I’ve tried to beat people over the head with logic, with apologetics, and with real evidence. And perhaps it will work one day, but I’ve yet to convince an atheist through these methods. I think these methods are more helpful for people who already believe and know Jesus.
So I believe point 3 is the most important point.
3. Seek Jesus personally (John 14:4-7):
John 14:5-7 says, “Thomas said to [Jesus], “Lord, we don’t know where you are going, so how can we know the way?” 6 Jesus answered, “I am the way and the truth and the life. No one comes to the Father except through me. 7 If you really know me, you will know my Father as well.”
Jesus said we must “really know” him to know the Father (John 14:7). Jesus said we will come to the Father not through proof, not through evidence, not through blind faith, but only through him. When we have questions about God, no amount of answers will overcome our sinful doubt. At its core, doubt is sin. Jesus is the only solution to sin. Ultimately, we must always seek Jesus Christ. A personal relationship with him is the ultimate way to fight doubt.
Thomas was focused on the where. “Where are you going Lord?” He reasoned that if he knew where Jesus was going, if he had the concrete evidence, he could then figure out the way to get there. He was focused on the external place Jesus was going. He was looking at the evidence. He was focused on the logical explanation.
But Jesus redirects him away from all that and points Thomas back to what really matters, to himself. “You’re missing the point. You won’t know the way to the Father by studying the “where”. You will learn the way to the Father by studying and knowing the “who” . . . me.”
What Should You Do When You Have Questions About God?
What if Thomas would have believed even though he didn’t see. What if he said, “Even if I never get to see Jesus on earth, even if I never get to my fingers through the holes in hands or place my hand into his side, even if he never proves it all to me beyond a shadow of a doubt, I’ll still believe. I believe you Jesus.”

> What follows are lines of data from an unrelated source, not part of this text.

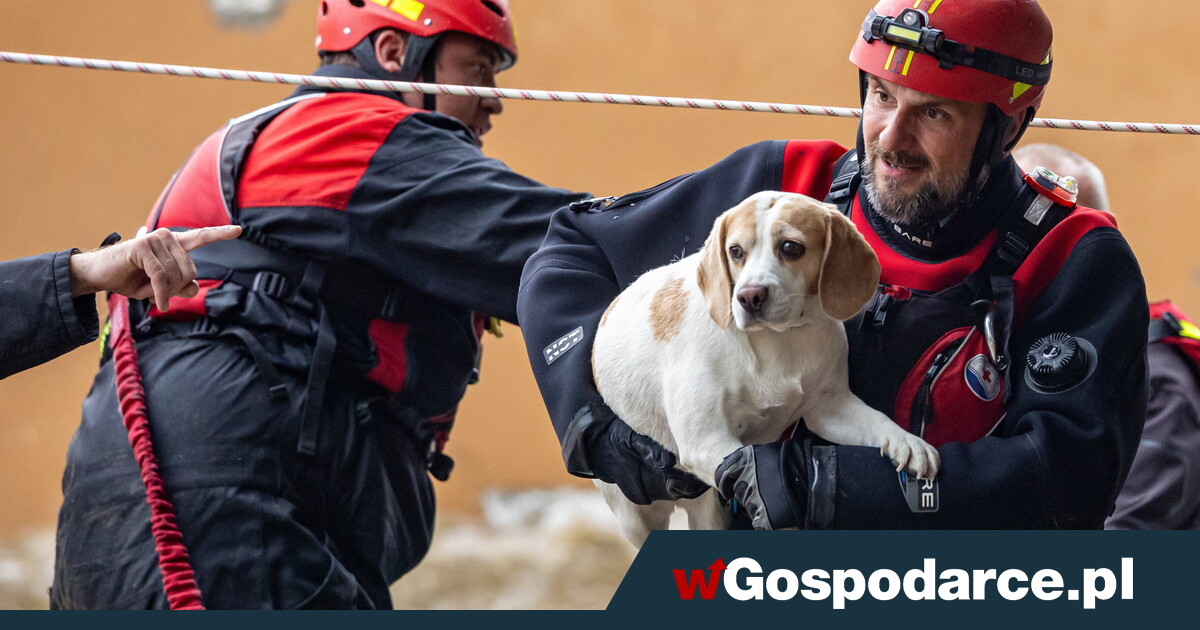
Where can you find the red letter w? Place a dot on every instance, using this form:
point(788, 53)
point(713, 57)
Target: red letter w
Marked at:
point(688, 587)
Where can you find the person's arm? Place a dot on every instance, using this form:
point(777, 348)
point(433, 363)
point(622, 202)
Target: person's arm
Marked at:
point(1055, 461)
point(1163, 487)
point(448, 221)
point(47, 305)
point(40, 319)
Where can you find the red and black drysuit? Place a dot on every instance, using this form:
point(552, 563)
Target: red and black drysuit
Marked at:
point(1013, 456)
point(297, 403)
point(40, 318)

I think if Thomas would have said that the first time, Jesus still would have appeared 8 days later but this time he would have said to Thomas, “Put your fingers in my hands and place your hand in my side, and blessed are you Thomas because you believed even though you didn’t see.”
One day we are all going to meet Jesus. One day we will either hear, “Blessed are you because you believed even though you didn’t see me.” Or we will hear “Depart from me, I never knew you.”
Now is our time for faith. Later we won’t need faith because Jesus will prove everything beyond a shadow of a doubt. It will be too late for faith then. But in the time being, as 2 Corinthians 5:7 states, “We live by faith, not by sight.”